The last two years have amply illustrated the basic problems with the design of the scheme. The first is that it was clearly not created with unusual economic circumstances in mind. In 2021, wages dropped in a short but deep recession. The next year, they went back up again. In economic terms, very little had changed. The rule used by the triple lock, however, treated this like a period of strong economic growth. If it had been left untouched, pensions would have increased by 8 per cent. And thanks to the ratcheting effect of the triple lock mechanism, they would have retained that boost against UK GDP into the long term.

In the end, the government ended up suspending the triple lock for a year, only to fall right into another unusual situation: stagflation, where economic activity stagnates but inflation skyrockets. Again, the triple lock recommends a large boost to pensions when government finances are already under strain, and again, this would lift up pensions as a share of GDP long term. And again, the government should suspend the rule to avoid this. But it seems Liz Truss has bottled it. 

You would have thought it tempting for the Conservative party to wave these away as two unusual years; in normal times – when GDP, inflation, and earnings increase together – then everything would be fine, right? Well, no. The way the triple lock is designed means that whenever you have a downturn, pensions will tend to rise as a share of GDP. And whenever you have a boom, they keep pace. The net effect is a constant ratchet where pensions,  in the words of the work and pensions select committee, take up an ‘ever-greater share of national income’.
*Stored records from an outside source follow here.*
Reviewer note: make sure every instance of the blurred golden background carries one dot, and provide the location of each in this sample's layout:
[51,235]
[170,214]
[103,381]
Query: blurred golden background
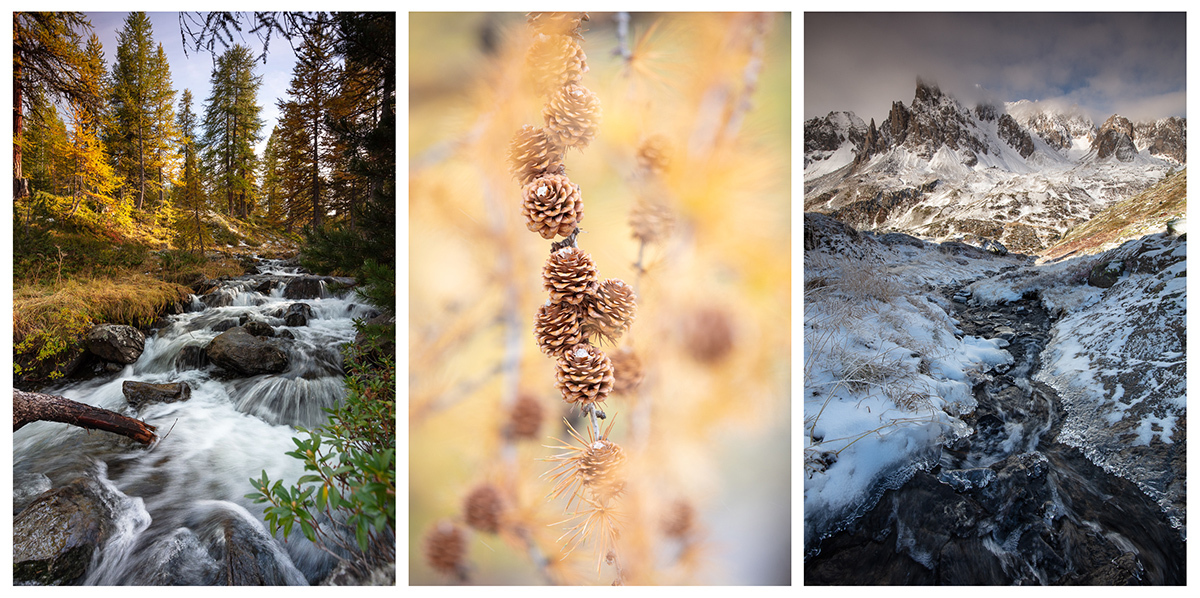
[705,99]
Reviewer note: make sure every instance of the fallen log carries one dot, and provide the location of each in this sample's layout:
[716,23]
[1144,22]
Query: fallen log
[29,407]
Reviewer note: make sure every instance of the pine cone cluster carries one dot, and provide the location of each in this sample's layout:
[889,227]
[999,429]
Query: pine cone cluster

This is not sustainable. Spending on the state pension is already set to rise significantly as a share of GDP over the coming decades; as the population gets older, there are more people claiming pensions and fewer working to pay for them. Add the triple lock into the mix, and you double the expected increase in demand. Scrapping the arbitrary 2.5 per cent element doesn’t do a lot to help, either; you still have significant growth through the ratcheting effects of the first two elements.